17-25 Aralık unutulur mu?

 

Unutkanlık insani bir durumdur,

Birey olarak unuturuz, toplum olarak unuturuz,

Bazen de başka gündemlerle unutmak istemediğimiz şeyleri unuttururlar.

Ama bundan her şeyi unutacağımız anlamı çıkmaz.

Hikâye buya;

“ köyün birinde imam namaz kıldırırken rükûda yellenir, sesli yellenir ve bütün cemaat duyar. Hoca mahcup, hoca perişan, hocanın milletin yüzüne bakacak takati kalmamıştır.

Tayin ister ve o diyardan ayrılır.

Aradan uzun yıllar geçer, hocanın hasret duyguları kabarır.

Köye dönecektir fakat cesareti yoktur.

Zamanla cesaretini toplar ve köye gitmeye karar verir.

Kasabada otobüsten inen hoca, yürüyerek köyün yolunu tutmuştur.
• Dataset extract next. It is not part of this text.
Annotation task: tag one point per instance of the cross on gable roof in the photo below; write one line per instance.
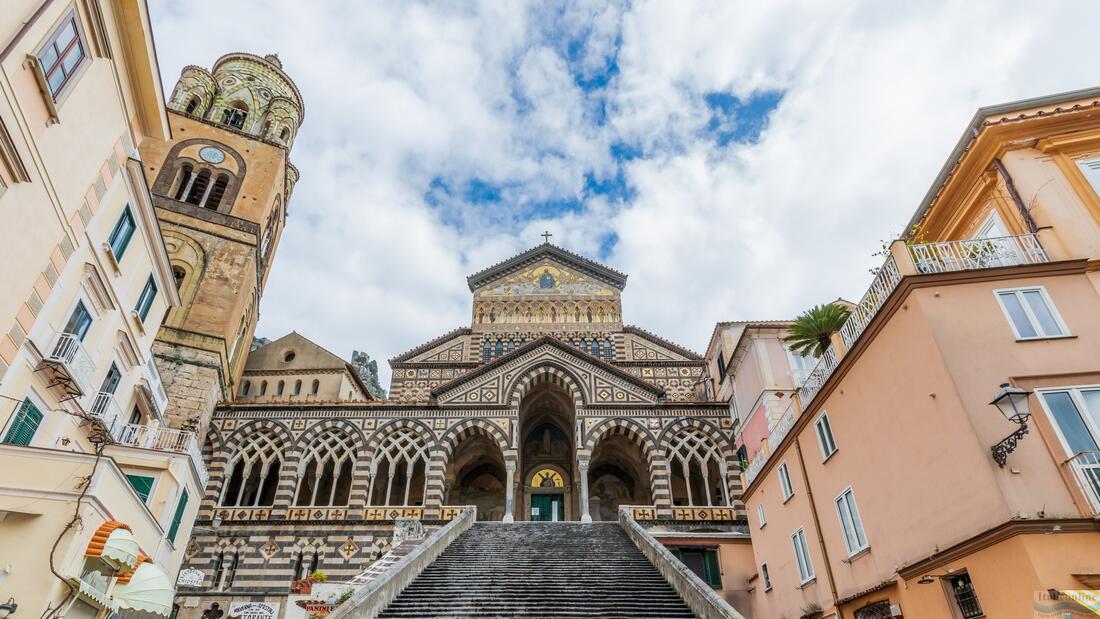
(591, 267)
Köye yaklaştıkça kalp atışları hızlanır.

Acaba köylü yellendiğini unutmuş mudur?

Hoca köye varır; çocuklar bir kenarda oynamakta, gençler bir tarafta sohbet etmektedir.

Uzun yıllar köyden ayrı kalan hoca hiç birini tanımaz ve tanınmayacağı duygusuyla da rahattır.

Çocukların gurubuna yaklaşır ve birisine sorar, adın ne?

Kimlerdensin, kimin oğlusun?

Sonra diğerine sorar, sonra diğerine.

Ve çocuğun birisine, evladım yaşın kaç der?

Çocuk; amca tam olarak bilmiyorum fakat anam hep, hocanın yellendiği yıl doğduğumu söyler der.”

AKP 17-25 Aralık yolsuzluklarını ne kadar unutturmaya çalışırsa çalışsın artık nafiledir.

Gelecek nesiller bile; paraların sıfırlanması, kol saatleri, ayakkabı kutuları, para sayma makinaları diye bu tarihi hatırlayacak ve unutmayacaktır.